A partir de la renaissance, il y a une lutte entre la conception médicale de la folie et la conception diabolique. Au XVIème siècle, Thomas Platter dit le jeune, chevrier illettré, s'emploie à classer les maladies mentales. Il  consacre beaucoup de son temps à aller dans les prisons, où sont enfermés de nombreux malades mentaux. Il considère que la plupart des maladies mentales sont dues à des lésions du cerveau mais estime que les fantasmes sexuels sont dus à l’intervention du diable ou d’un châtiment de Dieu. On oscille donc toujours entre une explication rationnelle et médicale et une explication religieuse. Durant cette période, apparaissent quelques grands médecins humanistes qui s'insurgent contre la pratique du bûcher appliquée aux Fous, comme Jean Wiez et Juan Vives.
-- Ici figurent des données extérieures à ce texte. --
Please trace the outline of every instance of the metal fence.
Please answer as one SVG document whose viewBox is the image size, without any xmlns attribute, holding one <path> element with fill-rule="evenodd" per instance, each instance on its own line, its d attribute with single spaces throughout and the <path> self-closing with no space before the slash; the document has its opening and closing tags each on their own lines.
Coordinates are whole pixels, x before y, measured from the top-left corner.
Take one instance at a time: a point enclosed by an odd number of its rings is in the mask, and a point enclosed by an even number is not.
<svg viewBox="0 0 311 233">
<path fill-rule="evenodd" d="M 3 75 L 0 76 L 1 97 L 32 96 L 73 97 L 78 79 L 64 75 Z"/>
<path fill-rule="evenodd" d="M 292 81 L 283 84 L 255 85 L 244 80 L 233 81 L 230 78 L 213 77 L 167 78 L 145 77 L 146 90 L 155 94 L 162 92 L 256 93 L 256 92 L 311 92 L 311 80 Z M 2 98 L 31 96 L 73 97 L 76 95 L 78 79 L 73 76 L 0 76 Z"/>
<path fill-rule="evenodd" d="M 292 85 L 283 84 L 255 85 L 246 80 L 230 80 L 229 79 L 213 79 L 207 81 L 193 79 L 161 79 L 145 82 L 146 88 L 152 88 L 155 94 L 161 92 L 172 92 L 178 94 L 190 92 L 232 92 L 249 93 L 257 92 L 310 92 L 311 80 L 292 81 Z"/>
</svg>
Au XVlème siècle, les indésirables de la société se sont multipliés : les miséreux, les chômeurs ; l'urbanisation crée une population errante en croissante augmentation. Il s'agit d'un phénomène qui s'étend à toute l'Europe : les idées de l'époque ne s'orientent pas vers la charité mais vers l'enfermement des indigents. Certaines maisons d'enfermement se spécialisent, comme Charenton ou le Bon Sauveur à Caen.
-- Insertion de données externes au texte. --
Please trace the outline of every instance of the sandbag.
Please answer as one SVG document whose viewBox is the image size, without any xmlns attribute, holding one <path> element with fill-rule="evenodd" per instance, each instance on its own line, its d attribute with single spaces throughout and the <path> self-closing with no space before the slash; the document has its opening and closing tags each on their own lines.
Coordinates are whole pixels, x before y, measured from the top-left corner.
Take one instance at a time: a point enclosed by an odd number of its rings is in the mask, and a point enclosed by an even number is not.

Le XVIIème siècle, est considéré comme l’âge de la raison et de l’observation puisque que ce siècle a développé la tradition empirique et permis une approche plus réaliste de la psychiatrie que cela ne se faisait auparavant : les maladies mentales ont aussi été détachées un peu plus de la superstition et des erreurs doctrinales. Cependant, l'enfermement, est toujours aussi courant ; dans les maisons d'internement se côtoient les fous, les vénériens, les débauchés, les criminels, les libertins et les homosexuels, la prétendue lie de la société, en bref tous ceux considérés par l'age classique comme pervers et indésirables. C'est donc surtout la morale, qui régit ces emprisonnements, plus que le désir de soigner. L'hôpital Général de 1656 est le rassemblement de tout les établissements de Paris. La folie, à cette époque est un scandale : le fou a choisi la déraison, c'est-à-dire l'animalité en l'homme. Ainsi, l'homme sain, prend peur, craignant d'être pris pour fou, ce qui explique qu'il n'y ait pas à l'âge classique de littérature de la folie.